According to Turnbull, the “bulk of the work” on the subs will occur in Adelaide, with additional work done elsewhere in Australia and the United States. The government has recently moved to establish a long list of naval shipbuilding projects in South Australia, and the submarine program — the first boat should be put to sea in the early 2030s —  is the finishing touch to a procurement list drawn up exclusively with political considerations in mind.

Even advocates of local build accept that there is an immense local cost premium to building naval vessels here — based on previous builds like the Air Warfare Destroyer, the premium is around 30-40%, while the economic benefits of local build are doubtful.

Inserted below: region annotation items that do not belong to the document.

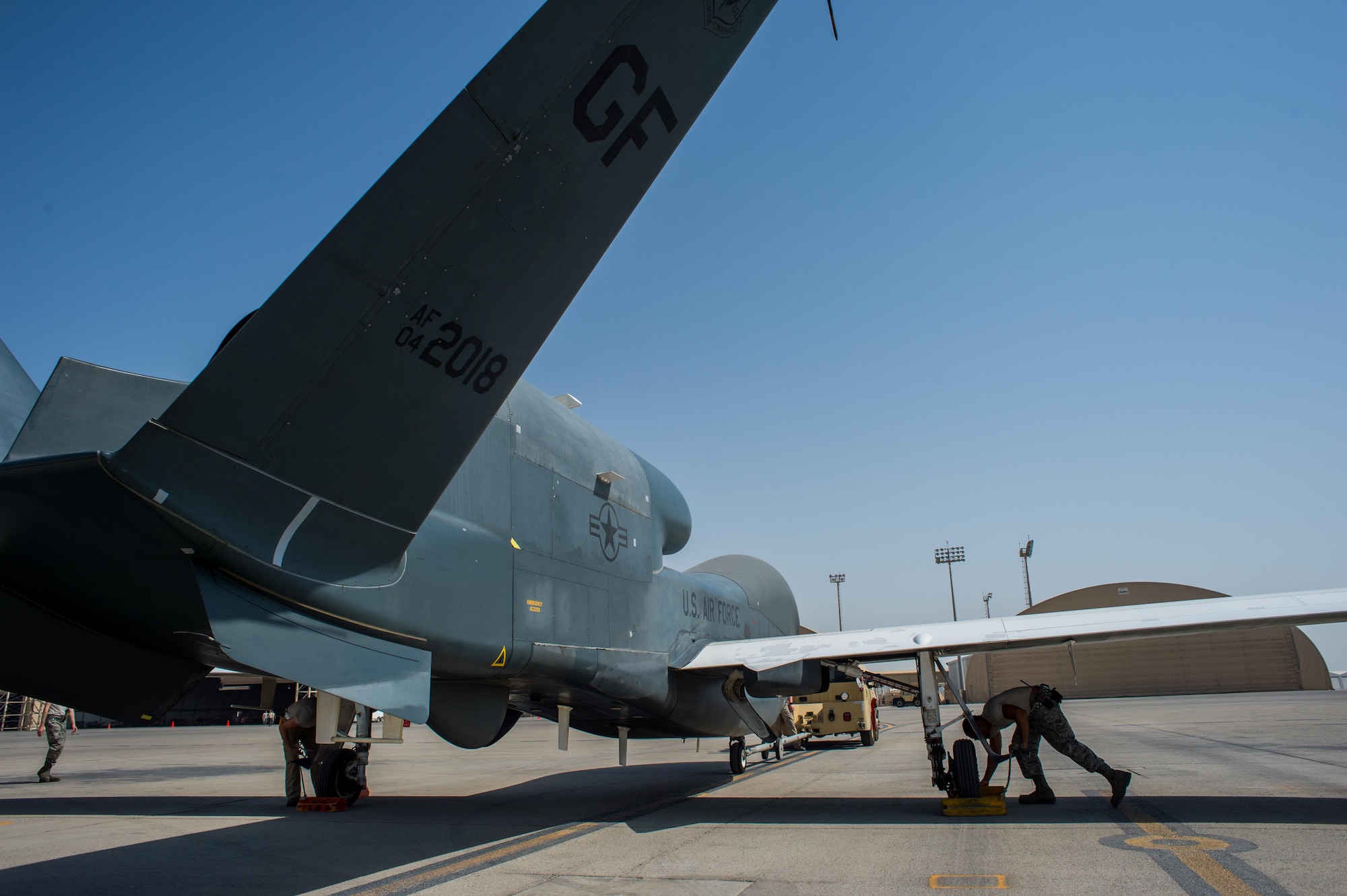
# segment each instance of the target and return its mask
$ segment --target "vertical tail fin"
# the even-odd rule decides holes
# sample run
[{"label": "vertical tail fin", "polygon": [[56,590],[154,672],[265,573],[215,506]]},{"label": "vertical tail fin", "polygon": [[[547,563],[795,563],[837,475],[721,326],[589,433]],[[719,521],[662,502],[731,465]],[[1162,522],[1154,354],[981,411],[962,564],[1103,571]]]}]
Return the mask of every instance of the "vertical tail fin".
[{"label": "vertical tail fin", "polygon": [[4,340],[0,340],[0,457],[9,452],[13,437],[19,435],[36,401],[36,383]]}]

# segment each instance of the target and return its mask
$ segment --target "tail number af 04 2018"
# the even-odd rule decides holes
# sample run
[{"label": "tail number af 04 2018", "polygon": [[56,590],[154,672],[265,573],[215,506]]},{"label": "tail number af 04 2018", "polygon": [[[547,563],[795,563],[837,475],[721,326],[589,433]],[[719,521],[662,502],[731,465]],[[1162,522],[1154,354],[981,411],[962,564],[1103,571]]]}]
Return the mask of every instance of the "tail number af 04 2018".
[{"label": "tail number af 04 2018", "polygon": [[[465,336],[463,327],[457,320],[447,320],[434,327],[438,318],[443,318],[443,313],[431,305],[422,305],[407,319],[408,326],[393,336],[393,344],[405,348],[431,367],[445,371],[450,379],[462,379],[465,386],[473,386],[473,391],[485,394],[505,373],[509,359],[505,355],[493,355],[492,347],[484,346],[478,336]],[[432,332],[427,332],[427,328],[432,328]],[[434,332],[440,335],[427,342],[427,336]]]},{"label": "tail number af 04 2018", "polygon": [[[590,104],[594,102],[594,97],[602,90],[603,85],[607,83],[621,66],[626,66],[632,70],[632,93],[640,97],[645,93],[645,78],[649,75],[651,66],[645,62],[645,57],[641,51],[636,48],[634,44],[624,43],[620,47],[613,47],[613,52],[607,54],[607,59],[603,65],[598,67],[594,75],[589,79],[585,87],[575,96],[575,110],[571,118],[575,122],[575,129],[589,143],[602,143],[613,133],[618,122],[626,114],[622,112],[622,106],[617,105],[617,100],[607,104],[603,109],[603,120],[594,121],[590,117]],[[674,114],[674,106],[669,105],[668,97],[664,96],[663,87],[655,87],[649,97],[647,97],[645,104],[632,116],[632,120],[622,128],[622,133],[617,135],[617,139],[609,144],[607,151],[603,152],[603,167],[613,164],[617,159],[617,153],[622,148],[634,143],[636,148],[640,149],[645,145],[649,137],[645,133],[645,120],[651,117],[652,113],[659,113],[660,122],[664,125],[667,133],[674,133],[674,128],[678,126],[678,116]]]}]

The decision to opt for a local build will thus cost taxpayers perhaps an extra ten billion dollars in order to subsidise 2800 jobs, or around $4.7 million per worker across the life of the project, a rate of effective assistance that dwarfs by orders of magnitude the kind of subsidies the automotive industry was receiving.

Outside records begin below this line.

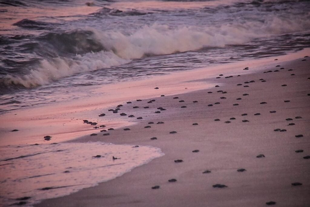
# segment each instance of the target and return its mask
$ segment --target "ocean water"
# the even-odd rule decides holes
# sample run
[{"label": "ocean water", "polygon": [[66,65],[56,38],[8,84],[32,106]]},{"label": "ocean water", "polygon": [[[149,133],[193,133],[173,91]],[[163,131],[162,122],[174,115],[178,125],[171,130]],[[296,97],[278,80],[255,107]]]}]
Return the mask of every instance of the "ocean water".
[{"label": "ocean water", "polygon": [[88,86],[309,47],[309,6],[302,0],[2,0],[0,112],[87,96]]},{"label": "ocean water", "polygon": [[0,152],[1,206],[68,195],[164,155],[152,147],[99,142],[1,146]]},{"label": "ocean water", "polygon": [[[0,122],[12,110],[87,99],[91,87],[310,47],[309,8],[301,0],[2,0]],[[0,206],[67,195],[163,155],[150,146],[40,144],[0,143]]]}]

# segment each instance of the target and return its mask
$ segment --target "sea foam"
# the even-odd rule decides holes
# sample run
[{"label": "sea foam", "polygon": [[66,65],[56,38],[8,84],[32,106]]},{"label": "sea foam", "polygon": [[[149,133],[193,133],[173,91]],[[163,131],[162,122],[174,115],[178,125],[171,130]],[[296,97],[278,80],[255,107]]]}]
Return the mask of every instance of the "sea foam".
[{"label": "sea foam", "polygon": [[164,155],[152,147],[99,142],[1,146],[0,152],[0,203],[31,197],[24,206],[96,186]]}]

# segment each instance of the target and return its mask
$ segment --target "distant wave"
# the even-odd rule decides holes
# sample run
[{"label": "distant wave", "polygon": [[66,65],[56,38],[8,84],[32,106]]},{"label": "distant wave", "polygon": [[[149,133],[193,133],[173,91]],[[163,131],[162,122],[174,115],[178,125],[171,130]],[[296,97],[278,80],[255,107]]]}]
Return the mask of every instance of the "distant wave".
[{"label": "distant wave", "polygon": [[14,23],[13,25],[24,28],[42,29],[47,28],[47,26],[50,24],[51,23],[24,19]]},{"label": "distant wave", "polygon": [[[92,28],[48,33],[36,38],[35,41],[22,45],[22,49],[40,56],[41,59],[38,63],[30,66],[27,74],[5,75],[0,80],[0,86],[34,87],[79,73],[120,65],[146,56],[197,51],[205,48],[224,48],[244,44],[255,39],[309,30],[309,12],[304,11],[301,16],[297,15],[294,12],[282,12],[281,4],[272,8],[280,11],[267,11],[263,16],[260,15],[260,11],[255,14],[255,11],[250,10],[245,12],[253,13],[250,18],[236,18],[226,24],[173,27],[155,23],[130,34]],[[113,11],[104,8],[99,12],[123,12]],[[208,8],[201,11],[210,12]],[[24,25],[29,22],[39,26],[43,24],[28,20],[20,23]],[[5,67],[3,64],[1,66]]]},{"label": "distant wave", "polygon": [[100,9],[98,12],[91,14],[95,16],[108,15],[111,16],[126,16],[144,15],[151,13],[152,13],[151,12],[143,12],[136,9],[131,9],[123,11],[118,9],[109,9],[106,7],[104,7]]}]

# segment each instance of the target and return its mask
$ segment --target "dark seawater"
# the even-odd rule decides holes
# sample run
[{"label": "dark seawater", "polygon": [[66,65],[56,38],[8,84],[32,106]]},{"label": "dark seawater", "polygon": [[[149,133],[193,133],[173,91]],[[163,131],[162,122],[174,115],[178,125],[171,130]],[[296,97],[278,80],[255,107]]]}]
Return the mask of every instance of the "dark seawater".
[{"label": "dark seawater", "polygon": [[310,47],[307,1],[0,2],[0,113]]}]

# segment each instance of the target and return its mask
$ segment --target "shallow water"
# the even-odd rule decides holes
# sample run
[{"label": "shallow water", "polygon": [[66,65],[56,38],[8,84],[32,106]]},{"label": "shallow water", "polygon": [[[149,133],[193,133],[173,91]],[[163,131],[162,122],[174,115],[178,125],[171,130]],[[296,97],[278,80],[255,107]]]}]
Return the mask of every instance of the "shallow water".
[{"label": "shallow water", "polygon": [[[100,158],[92,156],[100,155]],[[0,206],[69,195],[163,155],[152,147],[101,142],[0,147]],[[119,159],[113,160],[113,156]]]}]

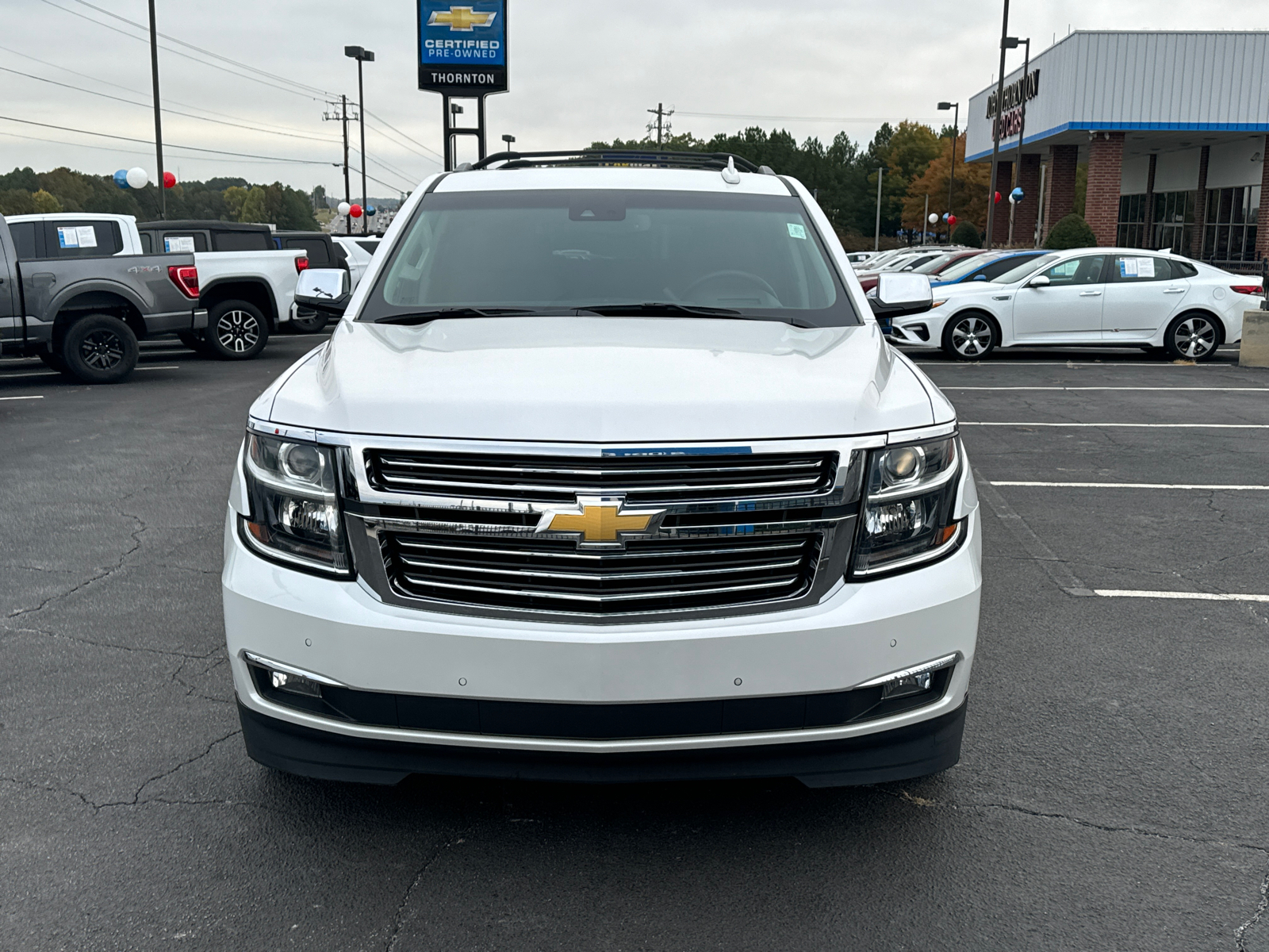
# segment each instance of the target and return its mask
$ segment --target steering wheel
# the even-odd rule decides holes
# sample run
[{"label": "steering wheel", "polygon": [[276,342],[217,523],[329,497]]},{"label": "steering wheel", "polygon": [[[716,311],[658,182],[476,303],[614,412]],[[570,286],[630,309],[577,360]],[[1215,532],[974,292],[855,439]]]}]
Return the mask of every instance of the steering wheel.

However, DCNS is itself the result of protectionism — the company is majority-owned by the French government.

There’ll be much talk of the economic and strategic benefits of a local build, but no evidence will be forthcoming — as the Productivity Commission pointed out a couple of years ago, there is virtually no analysis ever done of the economic benefits of local procurement for defence hardware. The only truly objective measurement that applies to today’s announcement will be the Liberal vote in South Australia on July 2. No one is interested in any other metric.